Hatasu sonrió y nadó hacia él. El visir se apresuró a colocar la copa en el suelo y la ayudó a salir del agua, tras lo cual cubrió sus formas áureas con una túnica de gasa blanca.
—Te vas a resfriar uno de estos días —murmuró.
—¿Teniéndote a ti a mi lado, mi señor? —Dicho esto, se sentó en el banco, tomó la copa de Senenmut y bebió de ella—. ¿Quieres saber si estoy contenta, mi señor mampostero? Pues estoy muy contenta. Se ha hecho la justicia del faraón, y todos han podido verlo. Los malhechores han recibido su justo castigo.
—¿Sentiste lástima por la dama Neshratta?
Hatasu bebió con ansias de la copa.
—Si hubiese sido ella, yo habría hecho lo mismo.
—¿Y qué me dices del general Karnac?
—Del mal puede surgir a veces algo de bondad —murmuró.

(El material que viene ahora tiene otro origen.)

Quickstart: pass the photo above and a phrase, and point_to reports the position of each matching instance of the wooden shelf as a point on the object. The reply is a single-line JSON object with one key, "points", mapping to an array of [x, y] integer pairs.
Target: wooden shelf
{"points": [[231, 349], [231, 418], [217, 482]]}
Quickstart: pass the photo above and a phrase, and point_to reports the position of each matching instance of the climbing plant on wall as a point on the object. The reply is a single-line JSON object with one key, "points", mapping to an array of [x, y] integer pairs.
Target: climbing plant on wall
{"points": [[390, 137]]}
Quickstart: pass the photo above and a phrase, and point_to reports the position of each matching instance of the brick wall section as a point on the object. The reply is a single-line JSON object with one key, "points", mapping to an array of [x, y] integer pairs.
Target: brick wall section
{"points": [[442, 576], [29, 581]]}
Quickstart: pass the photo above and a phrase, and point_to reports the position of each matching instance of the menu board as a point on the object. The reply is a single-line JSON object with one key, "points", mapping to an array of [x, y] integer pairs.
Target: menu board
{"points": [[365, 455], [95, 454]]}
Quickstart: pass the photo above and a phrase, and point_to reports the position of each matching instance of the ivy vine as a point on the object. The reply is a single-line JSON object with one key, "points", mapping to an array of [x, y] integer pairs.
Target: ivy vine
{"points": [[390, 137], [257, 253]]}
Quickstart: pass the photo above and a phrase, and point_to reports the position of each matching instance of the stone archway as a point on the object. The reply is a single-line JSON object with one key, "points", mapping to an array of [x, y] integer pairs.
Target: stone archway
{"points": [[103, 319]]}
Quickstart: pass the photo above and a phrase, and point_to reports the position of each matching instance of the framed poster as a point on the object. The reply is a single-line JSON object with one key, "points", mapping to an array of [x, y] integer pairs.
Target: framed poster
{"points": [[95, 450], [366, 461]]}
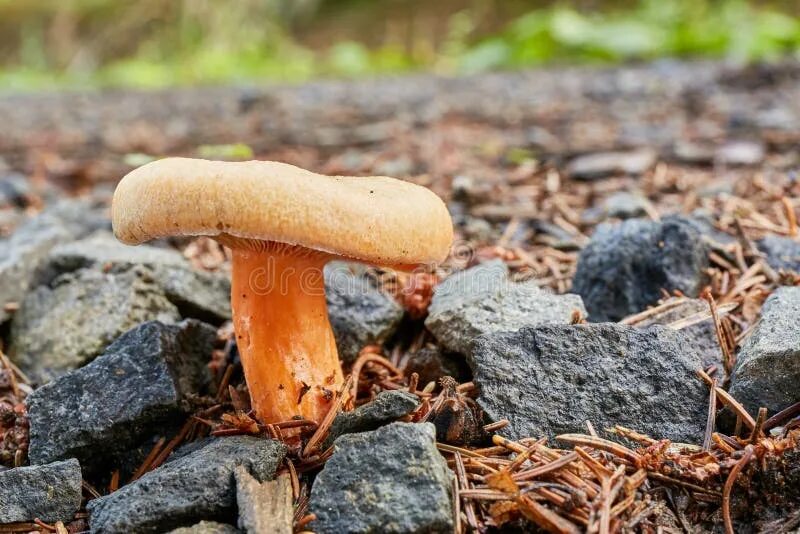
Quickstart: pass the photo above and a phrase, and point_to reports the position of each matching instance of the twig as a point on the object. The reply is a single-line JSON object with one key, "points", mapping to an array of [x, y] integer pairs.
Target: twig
{"points": [[726, 492]]}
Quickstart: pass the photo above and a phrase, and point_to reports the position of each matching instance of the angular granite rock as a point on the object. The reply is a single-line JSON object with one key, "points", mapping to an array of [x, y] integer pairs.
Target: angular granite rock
{"points": [[140, 384], [22, 253], [389, 480], [431, 363], [624, 267], [482, 299], [65, 325], [207, 527], [197, 294], [700, 334], [49, 492], [767, 371], [550, 380], [387, 407], [783, 253], [194, 486], [360, 313]]}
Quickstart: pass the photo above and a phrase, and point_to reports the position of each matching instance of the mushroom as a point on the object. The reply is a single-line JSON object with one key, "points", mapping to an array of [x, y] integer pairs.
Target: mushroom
{"points": [[282, 224]]}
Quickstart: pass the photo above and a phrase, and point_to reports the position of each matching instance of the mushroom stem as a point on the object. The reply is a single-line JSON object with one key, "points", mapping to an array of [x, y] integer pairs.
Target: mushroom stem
{"points": [[283, 334]]}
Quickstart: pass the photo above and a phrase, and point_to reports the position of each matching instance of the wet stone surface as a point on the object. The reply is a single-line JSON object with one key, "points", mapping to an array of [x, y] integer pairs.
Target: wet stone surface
{"points": [[483, 299], [550, 380], [49, 492], [139, 386], [360, 313], [70, 322], [192, 487], [767, 371], [389, 480], [625, 266]]}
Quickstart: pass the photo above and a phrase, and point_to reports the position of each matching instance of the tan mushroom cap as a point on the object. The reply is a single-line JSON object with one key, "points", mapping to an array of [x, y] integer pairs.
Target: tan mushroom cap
{"points": [[375, 219]]}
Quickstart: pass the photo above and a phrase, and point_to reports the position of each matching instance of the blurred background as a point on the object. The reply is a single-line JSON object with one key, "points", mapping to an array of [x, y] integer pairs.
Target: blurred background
{"points": [[55, 44]]}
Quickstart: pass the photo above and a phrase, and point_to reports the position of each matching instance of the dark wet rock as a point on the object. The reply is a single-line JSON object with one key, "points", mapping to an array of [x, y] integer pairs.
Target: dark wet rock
{"points": [[483, 299], [138, 386], [198, 485], [432, 363], [744, 153], [550, 380], [781, 252], [389, 480], [387, 407], [767, 371], [67, 324], [600, 165], [360, 313], [624, 267], [207, 527], [49, 492], [625, 205], [22, 252], [699, 330], [693, 152], [197, 294]]}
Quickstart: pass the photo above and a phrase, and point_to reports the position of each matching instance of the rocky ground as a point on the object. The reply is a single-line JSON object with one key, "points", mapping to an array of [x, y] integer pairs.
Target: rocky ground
{"points": [[612, 345]]}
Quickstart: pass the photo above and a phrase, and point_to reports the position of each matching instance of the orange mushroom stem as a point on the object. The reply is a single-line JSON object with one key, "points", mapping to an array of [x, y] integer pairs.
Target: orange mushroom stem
{"points": [[283, 333]]}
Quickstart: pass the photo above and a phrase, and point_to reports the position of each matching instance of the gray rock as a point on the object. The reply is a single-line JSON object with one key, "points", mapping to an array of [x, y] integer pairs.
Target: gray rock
{"points": [[781, 252], [22, 253], [49, 492], [360, 313], [432, 363], [207, 527], [693, 152], [624, 267], [552, 379], [140, 384], [387, 407], [767, 368], [701, 335], [63, 326], [389, 480], [603, 164], [198, 485], [14, 190], [197, 294], [483, 299]]}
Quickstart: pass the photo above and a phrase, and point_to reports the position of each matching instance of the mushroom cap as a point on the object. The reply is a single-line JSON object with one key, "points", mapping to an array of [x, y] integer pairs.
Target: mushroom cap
{"points": [[375, 219]]}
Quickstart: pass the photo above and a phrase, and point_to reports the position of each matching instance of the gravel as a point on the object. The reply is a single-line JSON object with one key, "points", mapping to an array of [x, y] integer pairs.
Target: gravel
{"points": [[483, 299], [67, 324], [197, 294], [389, 480], [49, 492], [625, 267], [604, 164], [550, 380], [387, 407], [138, 386], [360, 313], [22, 253], [194, 486], [767, 371]]}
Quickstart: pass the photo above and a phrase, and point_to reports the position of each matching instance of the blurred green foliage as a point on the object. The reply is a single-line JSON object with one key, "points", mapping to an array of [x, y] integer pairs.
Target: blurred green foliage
{"points": [[157, 43]]}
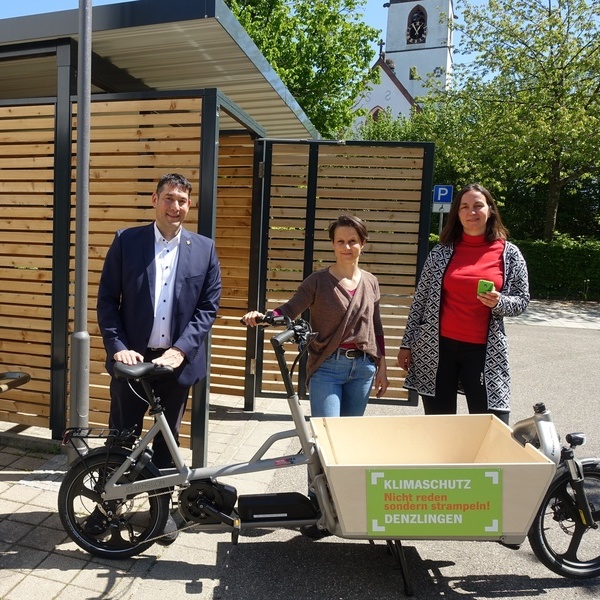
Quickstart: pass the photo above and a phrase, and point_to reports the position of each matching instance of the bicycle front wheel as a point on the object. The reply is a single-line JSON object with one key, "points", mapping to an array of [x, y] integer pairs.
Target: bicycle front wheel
{"points": [[114, 528], [558, 537]]}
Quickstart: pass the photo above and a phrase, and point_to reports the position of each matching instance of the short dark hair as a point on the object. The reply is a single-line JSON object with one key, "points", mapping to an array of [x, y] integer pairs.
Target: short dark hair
{"points": [[174, 180], [349, 221], [494, 228]]}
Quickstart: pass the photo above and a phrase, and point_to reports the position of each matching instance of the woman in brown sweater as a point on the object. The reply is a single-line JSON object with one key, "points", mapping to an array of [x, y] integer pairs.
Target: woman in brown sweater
{"points": [[348, 354]]}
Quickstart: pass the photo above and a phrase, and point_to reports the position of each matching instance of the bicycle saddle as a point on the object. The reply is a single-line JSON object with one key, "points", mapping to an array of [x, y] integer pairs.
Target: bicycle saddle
{"points": [[140, 371]]}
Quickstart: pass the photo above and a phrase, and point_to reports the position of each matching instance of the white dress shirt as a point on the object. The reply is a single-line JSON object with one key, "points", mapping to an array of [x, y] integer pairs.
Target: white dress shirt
{"points": [[166, 254]]}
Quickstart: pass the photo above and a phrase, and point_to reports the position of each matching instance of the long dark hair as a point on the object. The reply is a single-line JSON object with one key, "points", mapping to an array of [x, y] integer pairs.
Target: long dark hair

Aferró con fuerza la copa—. Me apuesto un teben de oro, mi fornido mampostero, a que cuando regrese Amerotke de las Tierras Rojas nos va a contar que Nebámum ha sido asesinado antes de que pudiesen enterrarlo vivo.
—¿Cómo lo sabes?
—En primer lugar, mi señor juez tiene el corazón más blando de lo que piensas; en segundo lugar, mi señor Karnac sabe que está acabado: por horribles que hayan sido los crímenes de Nebámum, no va a dejar que sufra más de lo necesario.
—Queda aún una tercera razón, ¿no es cierto?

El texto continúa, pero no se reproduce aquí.